Project Labyrinth

Step 0

The morning sun begs me to venture out of my apartment and enjoy the outside world away from the stale air in my tiny apartment. But, it’s a weekend, which means it’s a good day for some recreational programming. There is no world away from the glow of the monitor and the clacking of the keyboard.

I think I’ll use Java to procedurally generate a new desktop image. Of course I have access to photo editing and 3D rendering software, but what fun is that? I want to do this from the ground up using only core Java. I’ll post each version of the program as it evolves along with its output image of course.

I’m envisioning an infinite labyrinth stretching to the horizon. The plan is to use a space-filling curve. Check out the following 6 paths.

|

r




L

7

J

Each path visits the 25 cells making up the grid exactly once. It always enters a cell through 1 wall and it exits through a different wall. There are 6 possible ways to visit a cell for which I’ve named: −, |, r, L, 7, J. Those symbols somewhat resemble the possibilities. You’ll notice that the paths above are named after the way the center cell is traversed. But, not only that, the path as a whole exhibits the same visitation behavior when you consider the boundaries of the grid. For instance, the L grid scaled to 1/5th its size could replace the center cell of the L grid itself. In this way, the paths above are self-similar. In theory, you could substitute cells at smaller-and-smaller scales indefinitely, creating a space-filling curve.

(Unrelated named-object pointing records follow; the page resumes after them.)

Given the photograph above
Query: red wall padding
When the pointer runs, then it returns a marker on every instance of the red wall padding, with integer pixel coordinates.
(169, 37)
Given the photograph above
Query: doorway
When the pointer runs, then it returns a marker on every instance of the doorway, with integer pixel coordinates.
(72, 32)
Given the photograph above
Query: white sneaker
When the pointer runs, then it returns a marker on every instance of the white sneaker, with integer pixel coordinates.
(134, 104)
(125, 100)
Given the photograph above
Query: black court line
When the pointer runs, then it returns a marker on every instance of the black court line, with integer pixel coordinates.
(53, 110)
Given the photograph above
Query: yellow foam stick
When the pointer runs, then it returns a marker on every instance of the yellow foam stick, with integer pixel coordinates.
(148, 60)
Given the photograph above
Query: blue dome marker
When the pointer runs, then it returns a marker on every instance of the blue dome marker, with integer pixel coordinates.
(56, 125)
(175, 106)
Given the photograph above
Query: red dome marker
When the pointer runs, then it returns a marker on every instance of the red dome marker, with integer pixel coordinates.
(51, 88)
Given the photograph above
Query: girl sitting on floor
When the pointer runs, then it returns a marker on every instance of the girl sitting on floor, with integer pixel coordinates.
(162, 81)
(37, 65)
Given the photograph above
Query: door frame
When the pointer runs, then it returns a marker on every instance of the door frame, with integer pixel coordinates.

If you look carefully at the (hastily created by copying, scaling and pasting in a paint program) image above, the center cell is of type L, the center 5×5 cluster of cells is of type L, and the entire path itself is of type L. This means that instead of shrinking paths, you could construct an infinitely large version by building outward. No substitutions are required. It just keeps growing.

To represent a path traversing a cell, I’ll create a 3×3 grid. The tiles of those grids will either be solid or empty.

|

r

L

7

J

We can start with any type centered about the origin. Then, we build 2 layers around that to replicate the type that we started with. To build the successive layers, we recursively construct them from the 3×3 grids on up. The important thing is that it is always possible to rapidly figure out if a particular cell is solid or empty without actually building out that far. Instead, you keep subdividing the space around the point of interest until you are down to a single cell.

Step 1

I got Netbeans open and I created a new class.

public class Main {

  public static void main(String[] args) {
  }

}

Step 2

I banged out some code to crank out an image.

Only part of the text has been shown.